This discussion has been locked.
You can no longer post new replies to this discussion. If you have a question you can start a new discussion

Unable to determine offending instruction: usage fault illegal unaligned load or store cortex m7 keil mdk pro

Problem

Once in a blue moon (every ~500 hours of run time, non-deterministic) I am getting a Usage Fault/ Illegal unaligned load or store. Please, help me to trace the fault to actual offending instruction and extract additional info.

What have I done so far:

Per ARM AN209 (www.keil.com/.../apnt209.pdf) I have installed a hard fault handler.

extern C void HardFault_Handler(void) 
{ 
__asm volatile 
( 
tst lr, #4 \n 
ite eq \n 
mrseq r0, msp \n 
mrsne r0, psp \n 
ldr r1, [r0, #24] \n 
ldr r2, handler2_address_const \n 
bx r2 \n 
handler2_address_const: .word prvGetRegistersFromStack...Code

Values of the registers extracted from the exception stack frame are:

LR is 0x0803B131
PC is 0x0803A758
PSR is 0x01000000
// Extracted after printf executed
HFSR is 0x40000000 indicating Forced (I do not have a separate handler for UsageFaults)
CFSR is 0x01000000 indicating UsageFault, UNALIGNED access
xSPR is 0100 0003
MMFAR is 0
BFAR is 0

pc (0x0803A758) points to a dead loop of osRtxIdleThread.
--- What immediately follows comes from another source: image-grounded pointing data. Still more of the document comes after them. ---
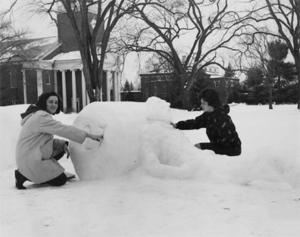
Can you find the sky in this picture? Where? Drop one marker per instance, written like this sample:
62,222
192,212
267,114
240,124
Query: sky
38,25
147,179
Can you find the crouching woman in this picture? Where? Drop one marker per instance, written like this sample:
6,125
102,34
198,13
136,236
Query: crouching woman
37,151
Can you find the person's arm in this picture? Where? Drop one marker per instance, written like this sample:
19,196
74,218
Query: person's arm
227,131
198,122
49,125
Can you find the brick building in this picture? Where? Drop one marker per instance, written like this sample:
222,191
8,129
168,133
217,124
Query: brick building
162,86
48,64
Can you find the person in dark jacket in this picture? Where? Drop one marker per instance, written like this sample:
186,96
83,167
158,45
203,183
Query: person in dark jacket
220,129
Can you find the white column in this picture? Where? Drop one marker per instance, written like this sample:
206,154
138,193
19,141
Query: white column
118,85
108,85
24,86
74,92
55,80
39,81
64,90
83,89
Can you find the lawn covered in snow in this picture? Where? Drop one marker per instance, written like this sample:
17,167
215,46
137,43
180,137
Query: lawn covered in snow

This could not be the offending instruction, could it? What am I missing?

I have checked the RM0385 Reference manual, I see that the exception stack has been parsed properly.

@2001A198:

00000000 00000000 00000000 00000000   00000000 0803B131 0803A758 01000000
E25A2EA5

My system is:

Cortex M7 (STM32F746NG..)

Keil RTOS

Once the unit is stalled, I have connected to it using SEGGER J-Link/J-Trace for Cortex M (using Ozone), stopped the program, and examined the memory contents.

Unaligned access fault trap (UNALIGN_TRP) is disabled ( per reference it means that only multi-word instructions can generate this fault)

I read:

community.arm.com/.../debugging-a-usage-fault-for-an-unaligned-memory-access

www.keil.com/.../3777.htm (but no external SDRAM is used)

RM0385 Reference manual

also I read:

medium.com/.../the-curious-case-of-unaligned-access-on-arm-5dd0ebe24965

stackoverflow.com/.../unaligned-access-causes-error-on-arm-cortex-m4

stackoverflow.com/.../what-is-non-aligned-access-arm-keil

stackoverflow.com/.../arm-unaligned-memory-access-workaround

stackoverflow.com/.../unaligned-access-causes-error-on-arm-cortex-m4

  • Without direct access to your platform it is very hard to guess what is happening. On possible cause is stack overflow, but I am not sure how come the stacked PC showing the idle thread. Since you mentioned you have J-trace, ideally use J-Trace to collect instruction trace in real-time, that can be really useful in solving problems like this.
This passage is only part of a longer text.